Sağlık, insanlığın en önemli varlığıdır. Özel mülkiyetin çıkarlarına kurban edilemez. Kimsenin, halkın sağlığıyla oynamasına izin vermemeliyiz. Devrimci İşçi Partisi olarak, işçi hareketini, meslek örgütlerini, demokratik kitle örgütlerini, sosyalist hareketi halkın sağlığının Koronavirüs belasına karşı korunması uğruna sadece tıbbi önlem almaya değil, mücadeleye çağırıyoruz.
2019’un son günlerinde Çin’de ortaya çıkmasından sonra, Çin’e ve akabinde dünya geneline hızla yayılan Koronavirüs (yeni adıyla “yeni tip Koronavirüs”), sınırlarımıza dayanmış durumda.
Salgın hastalıklar konusunda dünya çapında uzman kuruluş olarak görülen Dünya Sağlık Örgütü ve tek tek ülkelerde devletler, özellikle her ülkede sağlıktan sorumlu en üst düzey yetkililer, bizde de Sağlık Bakanlığı soruna kendi açılarından yaklaşarak bu tehlikeli salgınla mücadele açısından birtakım plan ve önlemler geliştiriyor. Türkiye’de Türk Tabipleri Birliği ve diğer sağlık örgütleri de kendi önerilerini geliştiriyor.
“Büyüklerimiz bilir” yaklaşımı bu tür ciddi tehlike anlarında en tehlikeli şeydir. Sınıflı toplumda yaşıyoruz. Devletin, sömürülen ve ezilen sınıfların karşı karşıya olduğu sağlık, hijyen, beslenme, barınma ve benzeri koşullara bağlı olarak halkın ihtiyaçlarına öncelik vermeyen politikaları, işçi ve emekçi halk için ağır sonuçlar doğurabilir. Kapitalist bir toplumda yaşıyoruz. Kapitalistlerin kâr hırsına karşı insan yaşamını savunmayan politikalar, teknik olarak ne kadar titizce uygulanırsa uygulansın, büyük tehlikelere gebedir.

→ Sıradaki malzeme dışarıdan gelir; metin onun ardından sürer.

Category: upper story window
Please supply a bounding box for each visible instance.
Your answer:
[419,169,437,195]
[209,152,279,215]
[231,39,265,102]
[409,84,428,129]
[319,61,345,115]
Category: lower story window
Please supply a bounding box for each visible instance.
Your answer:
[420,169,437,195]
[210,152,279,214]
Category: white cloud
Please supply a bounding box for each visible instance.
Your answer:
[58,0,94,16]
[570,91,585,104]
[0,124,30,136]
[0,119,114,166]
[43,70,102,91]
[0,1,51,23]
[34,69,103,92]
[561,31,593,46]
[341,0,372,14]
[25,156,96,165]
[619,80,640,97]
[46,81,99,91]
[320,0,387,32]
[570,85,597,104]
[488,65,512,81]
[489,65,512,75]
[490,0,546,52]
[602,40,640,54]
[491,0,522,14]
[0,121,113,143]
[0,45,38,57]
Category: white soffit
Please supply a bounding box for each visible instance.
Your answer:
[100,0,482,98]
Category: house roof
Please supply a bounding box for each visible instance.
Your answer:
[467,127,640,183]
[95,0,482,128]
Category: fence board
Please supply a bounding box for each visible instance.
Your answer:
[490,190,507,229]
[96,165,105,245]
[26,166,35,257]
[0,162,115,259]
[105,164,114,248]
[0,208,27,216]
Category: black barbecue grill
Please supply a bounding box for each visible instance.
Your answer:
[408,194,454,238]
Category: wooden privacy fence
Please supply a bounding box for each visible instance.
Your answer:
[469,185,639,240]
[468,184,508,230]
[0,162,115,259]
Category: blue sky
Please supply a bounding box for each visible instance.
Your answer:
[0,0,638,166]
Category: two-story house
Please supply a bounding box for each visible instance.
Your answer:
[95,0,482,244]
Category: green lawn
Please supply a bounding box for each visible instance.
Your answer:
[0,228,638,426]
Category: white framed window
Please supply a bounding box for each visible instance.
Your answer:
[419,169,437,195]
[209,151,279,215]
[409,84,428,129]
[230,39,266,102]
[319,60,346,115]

Hastalık-sağlık meseleleri, yalnızca sağlık örgütlerinin ve sağlıkçıların sorumluluğu değildir. İnsanların sağlıklı olabilmesi (ve kalabilmesi) için gerekli şartların pek çoğu, bizim belki ilk anda sağlık ile ilgili olduğunu düşünmediğimiz, “sağlık dışı” etmenlerdir (Sosyal, siyasal, ekonomik ve çevresel etmenler).
Bu ayrımı, tarihte en iyi şekilde hep devrimciler ortaya koyarken, sorunu çözüme kavuşturan ise devrimler olmuştur. Engels, İngiliz işçisinin sağlıksız olmasının sebebini, sefil çalışma ve yaşam şartlarına bağlamıştı. Kendisi doktor olan Che Guevara, bir konuşmasında, Küba’nın devrim sonrasında sağlık alanında gerçekleştirdiği en önemli eylemin, bütün çocuklara günlük süt dağıtılması olduğunu söylemişti. Keza Çarlık Rusya’sı ve iç savaş sonrasında bir enkaz ülke devralmış olan yeni Sovyet Devleti, işçi devriminin tanıdığı olanaklarla, çalışma ve yaşam koşullarında yaptığı iyileştirmeler sayesinde sağlıklı bir toplum yaratma yolunda büyük bir adım atmıştı.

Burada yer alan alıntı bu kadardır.